Başarı ne kadar çok iş yaptığınla, birkaç işi birlikte yürütebilmek kabiliyeti ile, hergün daha fazla iş yapabilmekle ölçülüyor. Yüksek gökdelenlerde gerek işverenin gerek müşterilerin hep acil hep önemli olan isteklerini karşılamakla geçen saatler, günler, haftalar ve yıllar…
Bu temponun içinde aile kurup onlarla “ilgilenmeye çalışıyoruz”. Bu arada hepimizin dünya üzerinde geçireceği vakit gittikçe azalıyor.
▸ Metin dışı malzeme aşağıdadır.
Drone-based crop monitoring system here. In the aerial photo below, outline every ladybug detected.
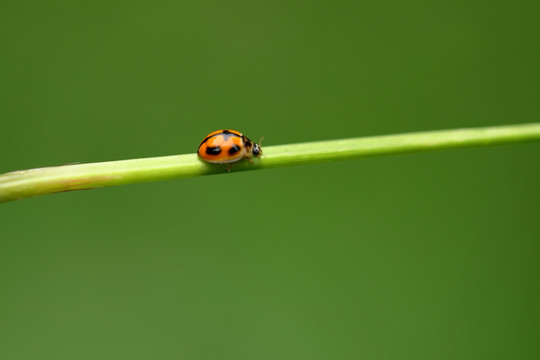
[197,130,262,171]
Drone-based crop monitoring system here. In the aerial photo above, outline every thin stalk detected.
[0,123,540,203]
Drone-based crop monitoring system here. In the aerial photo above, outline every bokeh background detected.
[0,0,540,360]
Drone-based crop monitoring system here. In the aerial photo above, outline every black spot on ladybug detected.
[206,146,221,155]
[229,145,240,155]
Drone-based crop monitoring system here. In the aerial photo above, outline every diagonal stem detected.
[0,123,540,203]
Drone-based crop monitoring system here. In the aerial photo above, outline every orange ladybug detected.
[197,130,262,171]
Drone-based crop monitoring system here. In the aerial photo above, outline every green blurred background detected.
[0,0,540,360]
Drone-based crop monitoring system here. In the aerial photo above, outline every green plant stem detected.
[0,123,540,202]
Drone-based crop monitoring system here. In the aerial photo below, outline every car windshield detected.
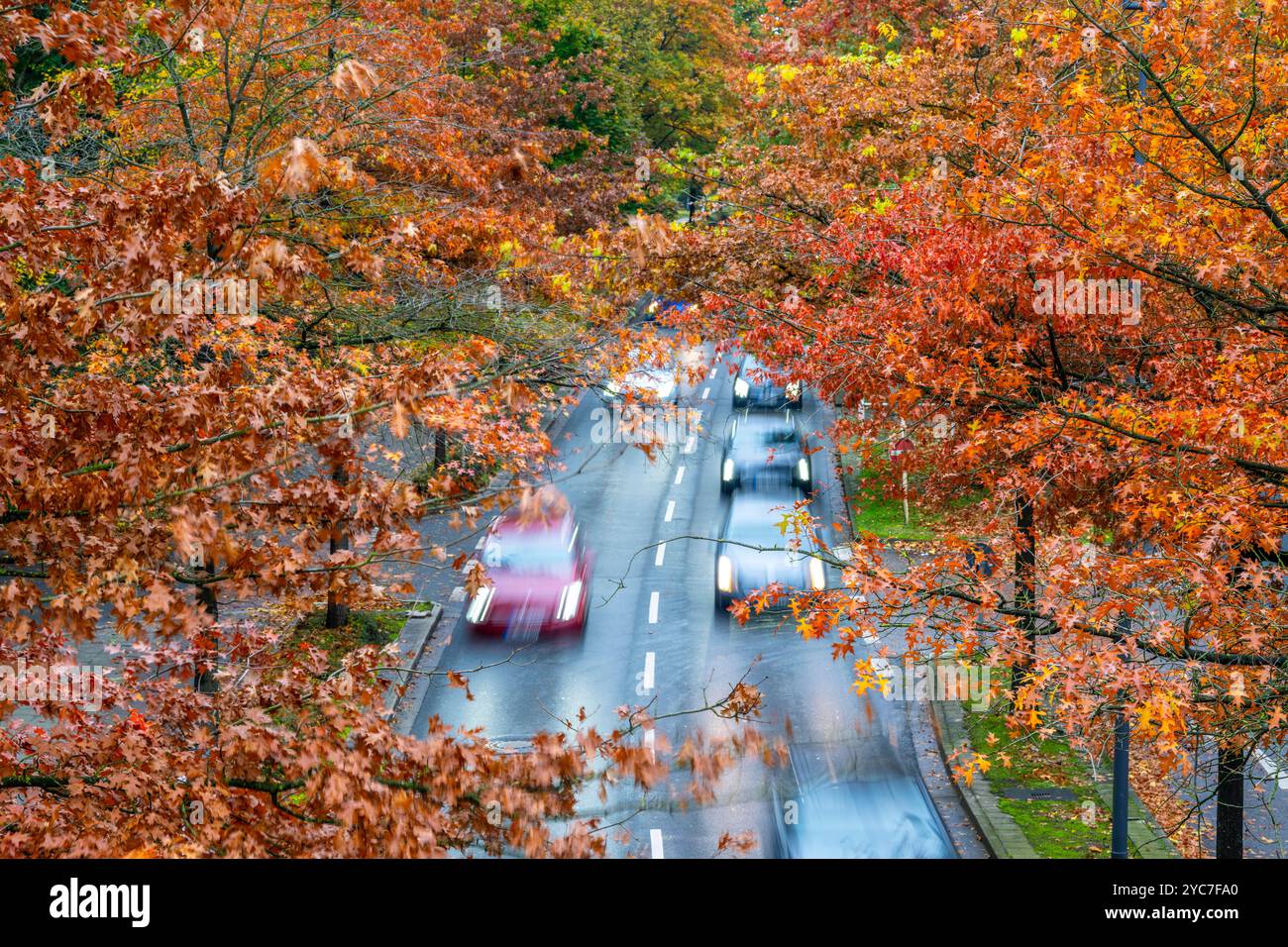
[733,428,796,450]
[482,531,574,575]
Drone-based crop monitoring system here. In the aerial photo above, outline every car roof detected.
[728,489,804,526]
[729,410,800,437]
[492,510,577,537]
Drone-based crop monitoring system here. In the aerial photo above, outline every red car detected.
[465,510,591,639]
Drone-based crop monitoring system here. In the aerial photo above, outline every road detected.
[401,352,984,858]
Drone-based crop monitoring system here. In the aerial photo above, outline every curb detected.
[930,701,1038,858]
[385,603,443,732]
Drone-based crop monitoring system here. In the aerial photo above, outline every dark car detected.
[770,745,957,858]
[716,492,827,612]
[465,510,591,639]
[733,356,802,411]
[720,411,814,493]
[628,292,687,326]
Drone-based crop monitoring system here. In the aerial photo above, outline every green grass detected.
[291,608,407,670]
[841,455,979,540]
[962,704,1111,858]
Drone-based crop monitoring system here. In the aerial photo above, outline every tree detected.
[656,3,1288,854]
[0,1,756,856]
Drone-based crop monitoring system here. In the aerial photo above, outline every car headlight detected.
[716,556,733,591]
[465,585,492,625]
[808,557,827,591]
[558,582,581,621]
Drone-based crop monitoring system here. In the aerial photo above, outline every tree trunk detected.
[434,428,447,471]
[192,558,219,693]
[1012,493,1037,690]
[326,466,349,629]
[1216,743,1244,858]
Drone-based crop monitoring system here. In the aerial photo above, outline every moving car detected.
[628,292,686,326]
[720,411,814,493]
[733,356,802,411]
[716,492,827,612]
[770,745,957,858]
[465,504,591,639]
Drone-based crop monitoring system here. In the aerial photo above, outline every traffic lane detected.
[610,391,982,857]
[413,353,721,742]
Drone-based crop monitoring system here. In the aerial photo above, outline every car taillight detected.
[557,581,581,621]
[465,585,492,625]
[716,556,733,591]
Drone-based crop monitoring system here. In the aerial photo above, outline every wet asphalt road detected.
[412,345,983,858]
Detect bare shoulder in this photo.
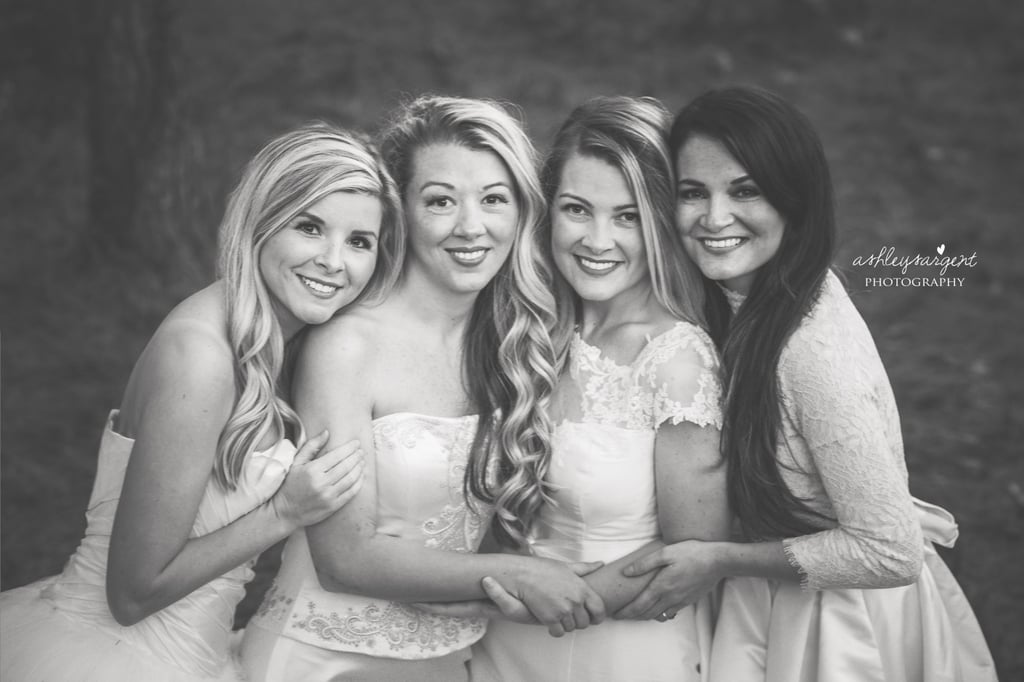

Bir bakıyoruz çocuklar büyümüş, aile üyeleri dünyayı terk etmeye başlamış ve biz işe yetişelim derken ailemize yetişememişiz.
Yıllarca en çok satılan kitaplar listesinde en üstte kalmayı başarmış gerçek hikaye “Tuesdays with Morrie” tam da bu konuya parmak basıyor…
Türkçe çevirisi de çıkmış kitap tüm kitapçılarda ve online bulunabilir.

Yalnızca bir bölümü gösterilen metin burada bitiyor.